Other Liability Concerns

In addition to property coverage, there are a few other liability concerns a practice owner should address.  Employment Practices Liability Insurance (EPLI) protects your liability in the event an employee sues you for wrongful termination, harassment or discrimination.   Although a traditional property policy has a very small amount of coverage allotted for this risk, an enhanced limit or separate policy needs to be considered.

Another addition to the property policy is coverage for “Data Breach.”  It too goes by different monikers (i.e. Cyber Liability), but protects the practice in the event confidential patient data is compromised.  Not only will it help offset expenses associated with notifying patients of a breach and providing the appropriate identity monitoring, it also offers liability protection in the event of a patient lawsuit.  

Last, but not least, many states require employers to carry worker’s compensation insurance for their employees.  This is a form of insurance that provides wage replacement and medical benefits to employees injured in the course of employment.  It is a separate policy from your BOP.

If you’re starting a practice with a partner

All multi-professional practices should have a buy-sell agreement that addresses both death and disability.

Buy-Sell agreements are contracts between business owners for the purchase and sale of a practice in the event of death, disability or retirement.

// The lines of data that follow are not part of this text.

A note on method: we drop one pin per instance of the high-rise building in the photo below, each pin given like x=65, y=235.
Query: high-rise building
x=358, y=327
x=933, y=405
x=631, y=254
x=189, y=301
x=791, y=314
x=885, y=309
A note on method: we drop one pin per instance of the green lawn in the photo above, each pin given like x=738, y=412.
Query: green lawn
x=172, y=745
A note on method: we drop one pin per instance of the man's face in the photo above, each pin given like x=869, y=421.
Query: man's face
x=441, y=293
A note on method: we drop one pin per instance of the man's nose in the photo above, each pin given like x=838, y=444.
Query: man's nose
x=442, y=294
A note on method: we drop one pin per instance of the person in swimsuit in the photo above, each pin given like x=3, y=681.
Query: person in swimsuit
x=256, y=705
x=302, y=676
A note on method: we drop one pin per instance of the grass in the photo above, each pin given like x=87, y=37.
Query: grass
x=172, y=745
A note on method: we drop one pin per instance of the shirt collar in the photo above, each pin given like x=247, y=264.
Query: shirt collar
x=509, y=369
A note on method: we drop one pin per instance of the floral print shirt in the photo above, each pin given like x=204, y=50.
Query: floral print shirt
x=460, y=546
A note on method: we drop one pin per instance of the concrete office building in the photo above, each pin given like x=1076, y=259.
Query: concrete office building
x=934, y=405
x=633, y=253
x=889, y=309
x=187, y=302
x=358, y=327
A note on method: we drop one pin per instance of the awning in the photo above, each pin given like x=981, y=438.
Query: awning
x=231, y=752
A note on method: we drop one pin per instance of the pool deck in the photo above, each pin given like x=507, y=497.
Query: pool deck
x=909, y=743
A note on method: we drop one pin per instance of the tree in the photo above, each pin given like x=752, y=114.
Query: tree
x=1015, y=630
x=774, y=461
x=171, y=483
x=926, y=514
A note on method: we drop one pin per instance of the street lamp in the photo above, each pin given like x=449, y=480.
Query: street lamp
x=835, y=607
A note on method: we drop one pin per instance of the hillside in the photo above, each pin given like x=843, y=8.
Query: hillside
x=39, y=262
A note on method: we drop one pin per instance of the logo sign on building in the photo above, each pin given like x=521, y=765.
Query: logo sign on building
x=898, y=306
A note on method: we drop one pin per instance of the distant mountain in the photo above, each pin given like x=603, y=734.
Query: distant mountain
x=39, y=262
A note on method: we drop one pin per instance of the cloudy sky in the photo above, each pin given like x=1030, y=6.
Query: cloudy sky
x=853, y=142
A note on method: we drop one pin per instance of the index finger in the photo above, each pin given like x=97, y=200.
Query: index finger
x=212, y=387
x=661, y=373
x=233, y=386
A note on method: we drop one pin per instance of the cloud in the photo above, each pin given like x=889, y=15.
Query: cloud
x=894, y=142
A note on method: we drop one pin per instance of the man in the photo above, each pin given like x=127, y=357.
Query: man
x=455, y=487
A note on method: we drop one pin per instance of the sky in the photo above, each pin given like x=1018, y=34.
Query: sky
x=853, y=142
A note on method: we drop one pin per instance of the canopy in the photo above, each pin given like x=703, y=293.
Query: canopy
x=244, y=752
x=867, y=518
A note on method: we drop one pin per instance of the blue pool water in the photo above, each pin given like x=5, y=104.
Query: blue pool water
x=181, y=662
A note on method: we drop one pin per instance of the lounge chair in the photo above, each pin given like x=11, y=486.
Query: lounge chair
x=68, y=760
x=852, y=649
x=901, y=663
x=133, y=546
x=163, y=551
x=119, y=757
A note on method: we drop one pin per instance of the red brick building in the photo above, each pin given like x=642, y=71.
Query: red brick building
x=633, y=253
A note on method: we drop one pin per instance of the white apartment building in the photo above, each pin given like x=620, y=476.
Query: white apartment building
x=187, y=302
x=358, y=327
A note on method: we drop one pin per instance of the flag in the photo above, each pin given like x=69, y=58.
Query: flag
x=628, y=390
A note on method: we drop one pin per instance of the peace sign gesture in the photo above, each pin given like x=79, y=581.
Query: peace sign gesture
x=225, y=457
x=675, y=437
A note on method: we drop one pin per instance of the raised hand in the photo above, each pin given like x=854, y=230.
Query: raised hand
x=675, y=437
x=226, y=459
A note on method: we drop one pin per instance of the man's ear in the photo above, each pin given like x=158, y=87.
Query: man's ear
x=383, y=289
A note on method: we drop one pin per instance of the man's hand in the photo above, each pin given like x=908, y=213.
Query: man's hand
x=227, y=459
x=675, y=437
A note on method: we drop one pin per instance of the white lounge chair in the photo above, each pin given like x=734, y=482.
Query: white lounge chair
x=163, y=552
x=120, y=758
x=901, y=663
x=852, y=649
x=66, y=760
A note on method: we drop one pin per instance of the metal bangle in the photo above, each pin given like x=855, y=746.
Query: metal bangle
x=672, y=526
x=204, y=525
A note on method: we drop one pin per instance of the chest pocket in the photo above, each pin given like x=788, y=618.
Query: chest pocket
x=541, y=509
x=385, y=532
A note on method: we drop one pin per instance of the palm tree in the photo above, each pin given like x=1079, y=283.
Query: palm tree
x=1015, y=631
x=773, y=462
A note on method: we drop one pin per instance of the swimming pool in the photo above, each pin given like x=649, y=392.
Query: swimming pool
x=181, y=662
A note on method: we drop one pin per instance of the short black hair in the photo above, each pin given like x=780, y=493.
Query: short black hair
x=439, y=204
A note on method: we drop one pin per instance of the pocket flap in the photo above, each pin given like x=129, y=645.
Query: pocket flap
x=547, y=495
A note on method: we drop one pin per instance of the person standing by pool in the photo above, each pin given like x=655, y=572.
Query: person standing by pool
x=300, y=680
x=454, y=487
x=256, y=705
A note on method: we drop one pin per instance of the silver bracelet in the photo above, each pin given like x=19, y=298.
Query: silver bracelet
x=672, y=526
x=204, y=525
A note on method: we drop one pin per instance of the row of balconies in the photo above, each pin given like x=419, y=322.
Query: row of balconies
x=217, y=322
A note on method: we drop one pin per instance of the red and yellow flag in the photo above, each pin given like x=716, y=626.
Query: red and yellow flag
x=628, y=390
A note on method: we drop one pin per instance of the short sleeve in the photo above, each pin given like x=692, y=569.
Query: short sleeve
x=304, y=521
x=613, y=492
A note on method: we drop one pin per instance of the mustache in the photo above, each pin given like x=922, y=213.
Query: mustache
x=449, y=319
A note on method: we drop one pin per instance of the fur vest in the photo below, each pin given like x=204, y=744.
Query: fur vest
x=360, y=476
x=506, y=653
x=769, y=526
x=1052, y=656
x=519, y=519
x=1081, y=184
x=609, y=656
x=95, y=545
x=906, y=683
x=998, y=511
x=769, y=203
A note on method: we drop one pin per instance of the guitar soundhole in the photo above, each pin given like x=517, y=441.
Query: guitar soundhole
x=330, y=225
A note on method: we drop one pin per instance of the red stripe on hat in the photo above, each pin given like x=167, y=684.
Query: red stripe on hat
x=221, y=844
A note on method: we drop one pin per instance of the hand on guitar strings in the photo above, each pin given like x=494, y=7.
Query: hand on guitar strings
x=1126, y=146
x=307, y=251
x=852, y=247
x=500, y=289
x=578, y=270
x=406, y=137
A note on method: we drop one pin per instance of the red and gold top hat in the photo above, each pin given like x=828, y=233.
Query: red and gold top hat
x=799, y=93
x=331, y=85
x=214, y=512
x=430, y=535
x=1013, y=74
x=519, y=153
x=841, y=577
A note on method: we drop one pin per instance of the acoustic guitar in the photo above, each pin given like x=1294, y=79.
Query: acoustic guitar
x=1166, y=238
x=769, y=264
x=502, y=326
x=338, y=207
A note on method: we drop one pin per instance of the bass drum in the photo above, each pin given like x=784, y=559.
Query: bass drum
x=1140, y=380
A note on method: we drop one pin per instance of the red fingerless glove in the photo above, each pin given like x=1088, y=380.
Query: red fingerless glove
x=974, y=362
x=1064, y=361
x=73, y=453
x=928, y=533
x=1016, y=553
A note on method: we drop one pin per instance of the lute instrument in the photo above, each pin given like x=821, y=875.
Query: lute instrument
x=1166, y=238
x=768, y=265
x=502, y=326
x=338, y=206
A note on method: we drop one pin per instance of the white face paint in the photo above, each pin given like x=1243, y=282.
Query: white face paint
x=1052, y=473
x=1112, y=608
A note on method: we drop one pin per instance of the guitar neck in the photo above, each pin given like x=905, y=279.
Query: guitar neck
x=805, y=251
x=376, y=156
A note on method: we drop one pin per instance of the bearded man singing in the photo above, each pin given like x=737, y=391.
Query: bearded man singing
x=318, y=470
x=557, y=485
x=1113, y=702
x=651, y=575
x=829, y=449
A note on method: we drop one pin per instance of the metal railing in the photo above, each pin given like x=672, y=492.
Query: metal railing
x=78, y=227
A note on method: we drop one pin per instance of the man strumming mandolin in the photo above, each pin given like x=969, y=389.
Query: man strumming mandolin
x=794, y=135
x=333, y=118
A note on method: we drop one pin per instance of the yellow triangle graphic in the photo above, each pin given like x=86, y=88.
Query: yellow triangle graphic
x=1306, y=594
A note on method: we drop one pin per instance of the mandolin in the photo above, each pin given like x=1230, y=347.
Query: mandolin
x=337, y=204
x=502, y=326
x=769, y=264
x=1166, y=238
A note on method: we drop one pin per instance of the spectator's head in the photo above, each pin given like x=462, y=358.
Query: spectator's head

The buy-sell agreement will establish a pricing formula for the practice, serve to have a ready buyer for the practice and may be used to value the business interest for federal estate tax purposes.  It’s strongly recommended that both partners insure their agreement with life and disability insurance.

In the event of a death, the practice should have life insurance on both or all partners in order to provide an immediate funding source for the deceased partner’s share of the practice.  Ensuring the policies have the correct owner and beneficiaries is critical to avoiding potential tax and legal hurdles.

The situation can be more complicated in the event of a disability as most partnership agreements don’t require a disabled partner to sell their portion of the practice unless they’ve been disabled for 12 months.  During that time, however, determining how the disabled partner’s share of the expenses get paid can be a concern.  This is why each owner should carry business overhead disability coverage.

At the end of 12 months, the non-disabled partner has a contractual right to purchase the other half of the practice.  In this instance, disability buy-out insurance provides two essential functions.  First, the insurance company’s determination that a partner is disabled relieves the non-disabled partner from having to prove it themselves.  And second, the policy can help fund the buy-out. 

Now’s the time to do other ‘insurance housekeeping’

While you are launching your practice, it’s not a bad idea to also do some risk management housekeeping. By this we mean, taking another look at your professional liability insurance. Make sure to update your location with your carrier. If there is another doctor working in your practice as an employee, independent contractor, or partner, make sure that your professional entity (i.e. corporation or partnership) is also covered in the event of a malpractice suit.

There are indeed many details to consider when you are starting out. You are no longer “just” the doctor; you are also the human resources department, marketing department, and everything in between. Although the insurance concerns can seem overwhelming, soliciting the guidance of an experienced and competent advisor is a critical step in protecting one of your biggest investments.